A related aspect of this problem is that Chinese privatization will provide ample opportunities for bureaucrats, party officials and their families to enrich themselves by taking over state property at no cost. Using their political connections, they are likely to get the government to grant their businesses monopolies and subsidies, thus hurting the economy and consumers. This will make the masses think that capitalism is nothing but a get-rich scheme for the elite and will fuel resentment.

Third, privatization will not prevent at least some corporations from losing money. In market economies, companies go bankrupt every day. If privatization is taken to its logical conclusion, many people will lose their jobs. Even if the economy is doing well, not all workers who are fired will find employment elsewhere, especially older employees from state-owned factories who are not attractive hires for new businesses. Given the communist regime’s fear of social unrest, the government is likely to go on subsidizing money-losing firms to avoid layoffs, which would negate the advantages of privatization.

Fourth, it is not possible to separate politics from economics. By abolishing private property, communist parties ensured their monopoly on power. Private ownership puts economic resources in the hands of individuals who are not under the party’s control. Because the communist rulers have shown little inclination to tolerate an opposition, they will find it impossible to implement a true privatization drive because that would make individuals who might oppose them rich and influential. Therefore, the Chinese leadership will opt for a system that only puts money in the pockets of men beholden to the party and their cronies.
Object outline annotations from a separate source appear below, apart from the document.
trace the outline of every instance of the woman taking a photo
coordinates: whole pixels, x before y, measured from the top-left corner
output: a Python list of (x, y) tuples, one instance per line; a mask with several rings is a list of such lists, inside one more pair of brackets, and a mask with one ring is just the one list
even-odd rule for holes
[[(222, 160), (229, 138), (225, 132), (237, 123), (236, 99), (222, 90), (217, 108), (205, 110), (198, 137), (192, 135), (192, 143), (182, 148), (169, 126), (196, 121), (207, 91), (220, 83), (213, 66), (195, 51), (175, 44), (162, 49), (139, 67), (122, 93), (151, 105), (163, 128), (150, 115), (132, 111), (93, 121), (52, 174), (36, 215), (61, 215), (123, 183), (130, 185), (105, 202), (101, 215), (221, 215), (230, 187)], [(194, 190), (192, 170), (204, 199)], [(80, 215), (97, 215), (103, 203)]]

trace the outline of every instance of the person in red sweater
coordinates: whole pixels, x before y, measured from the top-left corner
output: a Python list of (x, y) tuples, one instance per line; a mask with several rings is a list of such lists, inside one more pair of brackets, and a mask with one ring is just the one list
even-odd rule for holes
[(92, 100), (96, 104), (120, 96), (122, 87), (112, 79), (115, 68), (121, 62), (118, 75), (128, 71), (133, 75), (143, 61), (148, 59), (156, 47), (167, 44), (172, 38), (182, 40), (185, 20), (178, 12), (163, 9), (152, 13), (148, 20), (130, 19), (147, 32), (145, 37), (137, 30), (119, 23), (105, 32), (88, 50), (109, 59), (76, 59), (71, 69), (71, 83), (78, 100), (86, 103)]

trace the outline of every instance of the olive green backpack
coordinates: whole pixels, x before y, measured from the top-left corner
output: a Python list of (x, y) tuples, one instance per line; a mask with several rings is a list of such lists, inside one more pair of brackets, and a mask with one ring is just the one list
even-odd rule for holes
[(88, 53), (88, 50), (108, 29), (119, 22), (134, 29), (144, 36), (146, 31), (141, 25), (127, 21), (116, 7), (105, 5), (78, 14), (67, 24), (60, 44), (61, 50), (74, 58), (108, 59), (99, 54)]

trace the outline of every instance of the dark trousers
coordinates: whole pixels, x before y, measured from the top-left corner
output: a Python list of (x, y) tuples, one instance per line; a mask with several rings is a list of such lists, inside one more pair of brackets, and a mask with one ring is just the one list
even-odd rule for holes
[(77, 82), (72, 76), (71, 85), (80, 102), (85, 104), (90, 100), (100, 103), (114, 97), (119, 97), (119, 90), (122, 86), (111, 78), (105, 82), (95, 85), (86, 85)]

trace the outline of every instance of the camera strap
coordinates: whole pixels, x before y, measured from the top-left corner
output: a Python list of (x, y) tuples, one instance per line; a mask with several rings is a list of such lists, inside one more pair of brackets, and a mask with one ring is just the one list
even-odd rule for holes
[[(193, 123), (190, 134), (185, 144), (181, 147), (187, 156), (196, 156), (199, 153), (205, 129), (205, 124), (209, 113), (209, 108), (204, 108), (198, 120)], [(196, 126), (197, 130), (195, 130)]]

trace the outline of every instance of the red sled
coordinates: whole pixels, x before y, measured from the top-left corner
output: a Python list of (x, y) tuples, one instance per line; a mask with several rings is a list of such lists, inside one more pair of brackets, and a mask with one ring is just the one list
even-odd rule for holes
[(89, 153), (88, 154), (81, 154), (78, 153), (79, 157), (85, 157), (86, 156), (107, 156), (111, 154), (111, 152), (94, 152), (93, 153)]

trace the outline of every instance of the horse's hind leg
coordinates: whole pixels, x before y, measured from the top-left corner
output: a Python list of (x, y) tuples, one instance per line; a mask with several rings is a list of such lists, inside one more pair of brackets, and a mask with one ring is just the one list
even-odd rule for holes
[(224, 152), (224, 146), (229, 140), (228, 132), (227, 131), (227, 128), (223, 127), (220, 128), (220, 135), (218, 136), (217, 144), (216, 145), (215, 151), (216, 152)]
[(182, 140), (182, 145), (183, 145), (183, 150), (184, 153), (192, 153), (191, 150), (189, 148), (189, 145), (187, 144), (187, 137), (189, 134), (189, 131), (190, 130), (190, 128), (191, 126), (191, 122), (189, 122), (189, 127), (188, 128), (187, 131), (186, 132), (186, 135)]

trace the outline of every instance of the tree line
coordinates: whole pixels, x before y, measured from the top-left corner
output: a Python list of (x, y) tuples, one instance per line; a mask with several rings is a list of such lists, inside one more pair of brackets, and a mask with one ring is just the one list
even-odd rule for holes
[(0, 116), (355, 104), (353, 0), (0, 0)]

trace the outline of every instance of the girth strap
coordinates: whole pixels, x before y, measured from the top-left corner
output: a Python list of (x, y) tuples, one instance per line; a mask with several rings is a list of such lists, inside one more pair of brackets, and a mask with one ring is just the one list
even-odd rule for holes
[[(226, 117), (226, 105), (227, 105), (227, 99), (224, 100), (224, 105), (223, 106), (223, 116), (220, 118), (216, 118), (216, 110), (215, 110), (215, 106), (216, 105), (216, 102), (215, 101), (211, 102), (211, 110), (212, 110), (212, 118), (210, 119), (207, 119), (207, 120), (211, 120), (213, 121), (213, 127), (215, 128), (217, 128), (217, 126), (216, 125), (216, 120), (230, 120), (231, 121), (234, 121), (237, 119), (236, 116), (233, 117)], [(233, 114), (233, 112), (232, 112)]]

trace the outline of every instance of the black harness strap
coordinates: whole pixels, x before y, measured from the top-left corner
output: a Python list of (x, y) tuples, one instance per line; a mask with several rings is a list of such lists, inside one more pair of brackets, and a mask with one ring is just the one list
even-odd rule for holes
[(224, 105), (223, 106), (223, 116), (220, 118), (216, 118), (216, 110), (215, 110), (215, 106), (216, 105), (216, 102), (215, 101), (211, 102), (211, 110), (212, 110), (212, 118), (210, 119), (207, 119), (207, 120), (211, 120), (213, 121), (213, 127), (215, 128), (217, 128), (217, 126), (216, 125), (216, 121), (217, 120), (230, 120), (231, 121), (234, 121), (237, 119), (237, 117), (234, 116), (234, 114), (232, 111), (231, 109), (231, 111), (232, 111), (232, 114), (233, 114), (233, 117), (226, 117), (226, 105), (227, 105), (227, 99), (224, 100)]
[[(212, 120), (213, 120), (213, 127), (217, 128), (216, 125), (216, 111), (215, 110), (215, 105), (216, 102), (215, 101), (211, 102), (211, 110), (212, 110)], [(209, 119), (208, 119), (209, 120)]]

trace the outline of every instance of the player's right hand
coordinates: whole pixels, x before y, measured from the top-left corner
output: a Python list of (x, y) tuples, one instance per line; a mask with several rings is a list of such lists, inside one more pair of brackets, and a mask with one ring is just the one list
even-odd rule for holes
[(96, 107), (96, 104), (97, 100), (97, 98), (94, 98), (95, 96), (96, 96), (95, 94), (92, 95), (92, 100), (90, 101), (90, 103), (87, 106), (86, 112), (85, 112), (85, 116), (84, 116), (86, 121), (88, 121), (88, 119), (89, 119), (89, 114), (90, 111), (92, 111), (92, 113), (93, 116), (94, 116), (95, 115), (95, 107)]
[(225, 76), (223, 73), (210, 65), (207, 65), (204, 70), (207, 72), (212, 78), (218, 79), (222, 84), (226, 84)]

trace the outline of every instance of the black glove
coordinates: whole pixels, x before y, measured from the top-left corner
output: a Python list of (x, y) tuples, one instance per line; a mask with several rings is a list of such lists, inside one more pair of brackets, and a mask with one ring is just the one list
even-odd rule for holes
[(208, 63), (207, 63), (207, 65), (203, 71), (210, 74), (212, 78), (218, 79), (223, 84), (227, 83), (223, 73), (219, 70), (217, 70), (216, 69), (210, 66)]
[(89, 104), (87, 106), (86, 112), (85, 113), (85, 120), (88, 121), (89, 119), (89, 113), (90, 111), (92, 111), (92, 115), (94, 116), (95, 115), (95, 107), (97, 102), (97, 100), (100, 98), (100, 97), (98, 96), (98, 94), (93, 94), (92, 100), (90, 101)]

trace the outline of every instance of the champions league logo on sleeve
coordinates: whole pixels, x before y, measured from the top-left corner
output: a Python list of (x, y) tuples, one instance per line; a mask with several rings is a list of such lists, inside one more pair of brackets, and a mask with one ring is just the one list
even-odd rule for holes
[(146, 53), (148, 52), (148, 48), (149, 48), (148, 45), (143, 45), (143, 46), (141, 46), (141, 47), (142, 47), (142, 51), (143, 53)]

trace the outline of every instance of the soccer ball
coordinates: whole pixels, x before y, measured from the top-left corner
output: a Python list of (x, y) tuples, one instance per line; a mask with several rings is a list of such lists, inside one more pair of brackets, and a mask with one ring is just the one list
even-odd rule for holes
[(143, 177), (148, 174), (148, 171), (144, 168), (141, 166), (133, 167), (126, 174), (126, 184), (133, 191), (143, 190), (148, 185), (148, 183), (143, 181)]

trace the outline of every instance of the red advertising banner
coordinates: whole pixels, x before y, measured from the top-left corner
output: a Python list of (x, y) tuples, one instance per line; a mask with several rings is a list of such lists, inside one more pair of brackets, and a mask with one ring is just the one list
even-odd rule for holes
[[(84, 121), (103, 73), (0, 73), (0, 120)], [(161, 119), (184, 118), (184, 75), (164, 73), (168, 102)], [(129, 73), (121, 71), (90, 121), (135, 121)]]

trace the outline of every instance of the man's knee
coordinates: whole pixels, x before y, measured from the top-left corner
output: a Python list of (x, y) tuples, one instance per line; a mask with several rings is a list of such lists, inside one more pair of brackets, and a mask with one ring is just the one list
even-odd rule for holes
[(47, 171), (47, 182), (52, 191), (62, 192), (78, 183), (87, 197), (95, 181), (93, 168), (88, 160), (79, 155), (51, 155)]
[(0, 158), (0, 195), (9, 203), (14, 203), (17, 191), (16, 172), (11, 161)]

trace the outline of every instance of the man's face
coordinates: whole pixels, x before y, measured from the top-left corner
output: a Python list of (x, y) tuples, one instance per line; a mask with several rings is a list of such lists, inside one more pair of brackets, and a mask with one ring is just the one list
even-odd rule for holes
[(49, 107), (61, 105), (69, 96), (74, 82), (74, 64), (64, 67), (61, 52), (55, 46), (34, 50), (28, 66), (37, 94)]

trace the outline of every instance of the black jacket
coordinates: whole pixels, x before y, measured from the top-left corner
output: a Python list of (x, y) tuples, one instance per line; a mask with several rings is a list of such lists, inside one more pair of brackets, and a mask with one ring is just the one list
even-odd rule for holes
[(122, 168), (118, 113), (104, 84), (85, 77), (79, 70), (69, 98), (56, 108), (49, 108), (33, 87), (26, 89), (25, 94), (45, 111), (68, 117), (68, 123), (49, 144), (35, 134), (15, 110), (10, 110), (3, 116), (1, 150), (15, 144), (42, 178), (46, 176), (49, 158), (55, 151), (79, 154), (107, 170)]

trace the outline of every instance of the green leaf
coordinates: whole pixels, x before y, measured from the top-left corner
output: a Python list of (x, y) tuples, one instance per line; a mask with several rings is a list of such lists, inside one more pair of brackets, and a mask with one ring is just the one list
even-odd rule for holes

China will change over the coming years. Unless there is real political revolution, however, it will not become a market economy based on the rule of law and private property. Its communist system will decay into some form of administered economy, where the boundaries of private and state ownership are ill-defined and corruption is the norm. It is not communism, but neither is it capitalism as we understand it. This is why China is not likely to develop a modern economy as South Korea and Taiwan have.